Gap Car Insurance: What You Need to Know

Gap Car Insurance: What You Need to Know

So, you just bought a new car. Congratulations! There is little else as exciting as getting behind the wheel of your new vehicle. However, as soon as you sit in the driver’s seat, your car instantly goes down in value – often as much as thousands of dollars’ worth. Did you finance your car? You can end up owing even more than it’s worth for years on end while repaying your loan.

This is when gap insurance can come in handy. Gap insurance takes care of the difference between what your vehicle is worth and what you owe on it – it’s the best way to ensure you aren’t trapped paying several thousand dollars after you get into an accident.



No one plans on getting into an accident, but it still happens. Besides being physically dangerous, accidents can also hurt you financially. Car insurance companies generally aren’t very generous with their coverage and tend to offer only your vehicle’s market value if it becomes totaled. If you have this kind of coverage, you might be stuck paying the remaining loan balance after your insurance company pays your car’s worth to the lien holder.

However, if you have gap insurance, that scenario can be avoided. It saves you from owing your lender money on a new car if you do get into an accident.
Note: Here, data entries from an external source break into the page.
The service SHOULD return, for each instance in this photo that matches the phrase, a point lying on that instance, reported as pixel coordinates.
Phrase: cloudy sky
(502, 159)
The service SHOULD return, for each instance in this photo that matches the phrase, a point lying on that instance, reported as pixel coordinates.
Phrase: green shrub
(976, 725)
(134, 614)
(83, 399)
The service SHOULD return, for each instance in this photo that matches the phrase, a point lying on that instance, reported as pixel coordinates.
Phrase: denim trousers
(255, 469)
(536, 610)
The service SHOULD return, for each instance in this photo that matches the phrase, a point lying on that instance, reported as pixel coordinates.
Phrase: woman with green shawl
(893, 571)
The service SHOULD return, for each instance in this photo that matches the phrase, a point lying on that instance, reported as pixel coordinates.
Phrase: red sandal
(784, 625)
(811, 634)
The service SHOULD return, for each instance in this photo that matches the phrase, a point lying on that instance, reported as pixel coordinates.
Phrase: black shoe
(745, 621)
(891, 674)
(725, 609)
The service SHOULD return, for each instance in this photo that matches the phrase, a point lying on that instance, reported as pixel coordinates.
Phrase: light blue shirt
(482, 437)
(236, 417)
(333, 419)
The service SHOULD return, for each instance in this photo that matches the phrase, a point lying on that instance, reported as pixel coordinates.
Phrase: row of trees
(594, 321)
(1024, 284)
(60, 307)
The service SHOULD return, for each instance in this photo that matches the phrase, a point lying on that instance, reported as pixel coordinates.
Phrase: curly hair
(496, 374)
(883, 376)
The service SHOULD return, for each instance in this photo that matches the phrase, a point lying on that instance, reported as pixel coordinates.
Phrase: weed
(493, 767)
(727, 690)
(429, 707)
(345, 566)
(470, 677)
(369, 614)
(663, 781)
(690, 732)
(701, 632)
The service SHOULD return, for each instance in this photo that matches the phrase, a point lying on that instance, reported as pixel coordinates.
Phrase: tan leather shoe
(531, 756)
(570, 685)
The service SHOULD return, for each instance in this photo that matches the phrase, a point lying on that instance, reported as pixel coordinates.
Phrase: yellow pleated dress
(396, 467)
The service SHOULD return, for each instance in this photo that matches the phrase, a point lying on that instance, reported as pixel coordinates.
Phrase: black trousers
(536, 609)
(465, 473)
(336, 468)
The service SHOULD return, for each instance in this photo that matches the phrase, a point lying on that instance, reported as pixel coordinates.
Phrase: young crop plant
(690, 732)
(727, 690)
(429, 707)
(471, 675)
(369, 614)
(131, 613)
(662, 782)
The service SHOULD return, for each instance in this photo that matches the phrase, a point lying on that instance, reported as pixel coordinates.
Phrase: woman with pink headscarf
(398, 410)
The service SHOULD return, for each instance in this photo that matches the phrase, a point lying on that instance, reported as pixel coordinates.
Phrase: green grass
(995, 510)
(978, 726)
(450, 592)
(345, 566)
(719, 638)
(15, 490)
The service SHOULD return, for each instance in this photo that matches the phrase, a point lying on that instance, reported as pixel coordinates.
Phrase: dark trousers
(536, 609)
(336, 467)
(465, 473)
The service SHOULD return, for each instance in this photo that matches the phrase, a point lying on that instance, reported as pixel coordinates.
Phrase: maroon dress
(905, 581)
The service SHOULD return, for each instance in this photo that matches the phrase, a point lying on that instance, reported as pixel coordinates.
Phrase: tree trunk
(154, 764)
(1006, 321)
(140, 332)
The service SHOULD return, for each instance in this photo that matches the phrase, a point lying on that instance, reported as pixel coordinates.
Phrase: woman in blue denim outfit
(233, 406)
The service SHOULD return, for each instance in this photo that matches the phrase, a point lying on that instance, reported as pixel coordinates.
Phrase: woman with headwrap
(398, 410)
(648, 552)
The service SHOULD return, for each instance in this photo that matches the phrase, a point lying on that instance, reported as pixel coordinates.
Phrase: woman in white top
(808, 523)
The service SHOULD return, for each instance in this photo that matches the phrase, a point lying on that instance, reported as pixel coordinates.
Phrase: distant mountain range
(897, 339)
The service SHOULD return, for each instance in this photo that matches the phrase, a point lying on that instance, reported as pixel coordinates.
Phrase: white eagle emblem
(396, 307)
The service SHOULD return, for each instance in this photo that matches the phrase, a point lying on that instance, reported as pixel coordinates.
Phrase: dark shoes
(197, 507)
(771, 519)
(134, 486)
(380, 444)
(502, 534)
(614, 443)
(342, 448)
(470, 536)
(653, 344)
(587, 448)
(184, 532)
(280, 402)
If your car gets totaled, gap insurance can cover the rest of whatever you owe on that vehicle.

Gap insurance can be a financial godsend if your new vehicle is considered a total loss by your insurance company. Once your insurance company pays fair market value of your vehicle to your lienholder, your gap insurance provider will pay the remaining amount of what you owe. This ensures that your lien holder will be made whole, and you won’t be held accountable for paying off the balance you still owed on your auto loan.

Certain lenders recommend you buy gap insurance when you get a new vehicle – mainly so that they can relax knowing they’ll make back their money if the vehicle gets demolished. If you don’t already have gap insurance on your car, your lienholder may track you down for the difference between what your insurance company pays and the amount that is still owed on your car loan.

Most lenders usually charge a flat fee of $500 to $700 for gap insurance, according to Trusted Choice1. If you combine the insurance with your loan at the dealership, you’ll pay interest on its cost, making it a poor financial decision. It’s a much more affordable idea top pay for gap insurance in one shot rather than combine it with your loan – it’s also possible to find cheaper options for this kind of insurance by searching online rather than buying it at the car dealership.

How Does It Help?

While you may not have previously considered purchasing gap insurance, it’s likely an investment that you’ll cash in on. While it isn’t entirely necessary, it’s still a good idea to get, particularly if you make a minimal or no down payment on your new car purchase.

If you finance your car for 60 months or longer, gap insurance can come in handy. In this case, you’ll pay off the car premium much more slowly, giving your vehicle the ability to depreciate quicker than your loan balance reductions.

How Do I Get A Good Deal on Gap Insurance?

One of the most foolproof way to save money on car insurance is to look for deals elsewhere than at the car dealership. Dealerships usually jack up the price for gap insurance, selling it as an add-on to your car purchase. Try to avoid rolling gap insurance into your car loan. Add the two together, and you’ll end up paying much more in interest.

Instead, research online. You’ll find there are plenty of independent companies that sell gap insurance for as low as $185 as a one-time purchase, based on purchases made at Gap Direct.2 This will save you cash, and also allow you to compare different options online with different providers.

Talk to your standard auto insurance provider and you may find that you can save much more than anticipated. It’s not unheard of for providers to let you add gap insurance to your policy in addition to your comprehensive and collision coverage. Do this, and you’ll wind up with more money in your account every month.

Gap insurance is a great, and often overlooked, way to help you save some money once you’ve purchased your new vehicle. It can help protect you if your car gets totaled in an accident or natural disaster, and can also offer protection if someone breaks in and steals your car. Choose not to purchase gap insurance, and you risk being roped into paying regular payments to your loan lender even if you end up losing your vehicle in an accident.